Somewhere in the middle
It falls in the middle with most gameplay aspects between the top notch brawlers everyone wants to compare it to, and the more classical retro arcade recreations we see pop up lately. SoR4 has way more levels and offers more variety and River City Girls has more depth in story and production. Shredder’s Revenge is just a different game all together, with it high pace high octane action. Double Dragon does offer a similar kind of experience and the added Super KO mechanics and all its power ups and unlockables. This at least, sets it apart from other, more straight forward retro arcade offerings like Fight ‘N Rage, Final Vendetta or it predecessor Double Dragon NEON.
Double Dragon Gaiden : Rise of the Dragon is just a really solid offering with enough to do. It has layers to peel off and characters to learn and master. It doesn’t set the world of fire, but anyone should be able to get an enjoyable experience out of it. Gamers willing to put in the energy to really master the game, will get a layered and intricate fighting system that could keep you entertained for a quite long time.

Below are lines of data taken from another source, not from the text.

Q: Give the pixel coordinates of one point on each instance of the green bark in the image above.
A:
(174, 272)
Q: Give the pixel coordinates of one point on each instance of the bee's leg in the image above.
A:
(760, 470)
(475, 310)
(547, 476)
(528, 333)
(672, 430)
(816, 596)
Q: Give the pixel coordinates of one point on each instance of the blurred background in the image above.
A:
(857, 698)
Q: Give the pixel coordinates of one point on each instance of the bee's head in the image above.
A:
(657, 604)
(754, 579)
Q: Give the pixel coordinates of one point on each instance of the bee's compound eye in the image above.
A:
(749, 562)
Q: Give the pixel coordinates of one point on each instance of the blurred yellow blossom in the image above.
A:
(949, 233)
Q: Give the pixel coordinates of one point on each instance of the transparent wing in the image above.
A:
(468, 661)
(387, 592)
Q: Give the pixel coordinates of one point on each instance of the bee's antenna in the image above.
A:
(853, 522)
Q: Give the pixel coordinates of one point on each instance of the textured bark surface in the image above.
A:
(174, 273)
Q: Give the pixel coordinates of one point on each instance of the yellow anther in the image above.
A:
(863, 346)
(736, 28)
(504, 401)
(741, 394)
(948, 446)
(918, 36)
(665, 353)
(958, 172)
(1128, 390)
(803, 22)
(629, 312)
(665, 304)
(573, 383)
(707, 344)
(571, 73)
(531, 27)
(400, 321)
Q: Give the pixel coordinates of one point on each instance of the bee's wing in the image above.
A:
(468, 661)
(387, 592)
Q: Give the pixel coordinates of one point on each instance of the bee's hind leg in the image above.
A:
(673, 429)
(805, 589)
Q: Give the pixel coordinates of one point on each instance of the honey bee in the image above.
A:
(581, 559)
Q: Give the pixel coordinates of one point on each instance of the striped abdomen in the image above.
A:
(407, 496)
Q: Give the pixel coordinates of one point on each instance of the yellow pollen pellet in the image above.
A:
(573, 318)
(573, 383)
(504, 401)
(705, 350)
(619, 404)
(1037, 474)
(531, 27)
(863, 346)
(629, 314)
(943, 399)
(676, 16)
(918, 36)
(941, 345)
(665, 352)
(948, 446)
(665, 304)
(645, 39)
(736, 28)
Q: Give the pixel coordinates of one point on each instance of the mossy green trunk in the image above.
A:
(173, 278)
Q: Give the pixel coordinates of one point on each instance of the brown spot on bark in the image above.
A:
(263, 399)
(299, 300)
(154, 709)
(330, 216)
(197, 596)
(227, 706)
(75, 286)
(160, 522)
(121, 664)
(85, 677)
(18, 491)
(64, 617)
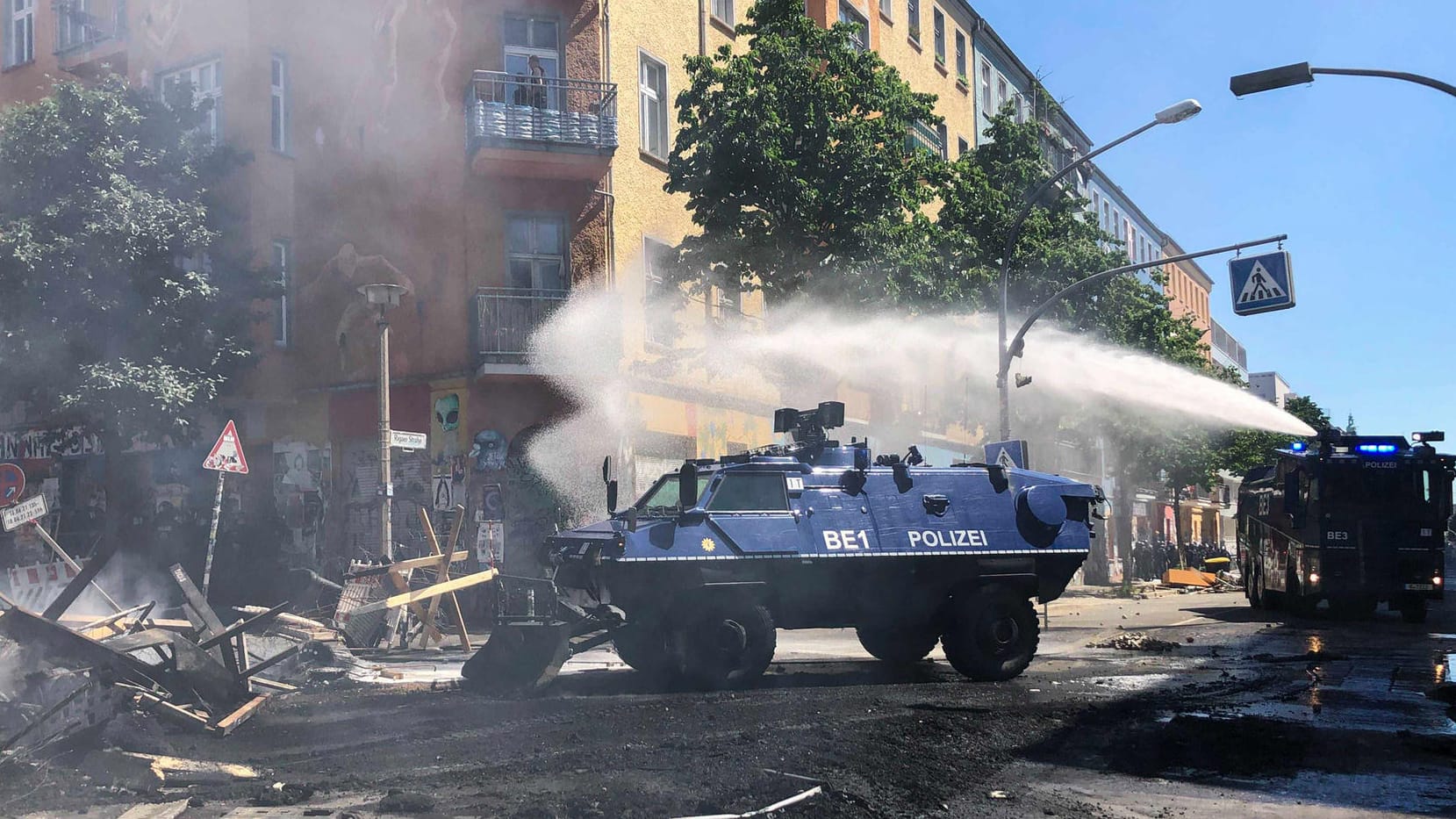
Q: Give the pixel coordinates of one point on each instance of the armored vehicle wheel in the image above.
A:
(992, 633)
(897, 644)
(1413, 609)
(724, 644)
(644, 647)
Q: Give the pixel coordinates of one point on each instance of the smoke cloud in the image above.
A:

The reward mechanics in "Double Dragon Gaiden: Rise of the Dragon" might seem a bit convoluted, but its highly addictive Super KO and Crowd Control mechanics make it a thoroughly enjoyable experience. It is able to authentically tap into the nostalgia, while creating a completely original gameplay experience. With a sizable and distinctly diverse playable cast, attractive presentation, and intricate fighting mechanics, this game is one that genre fans can fully engage with while still being very accessible for casual gamers.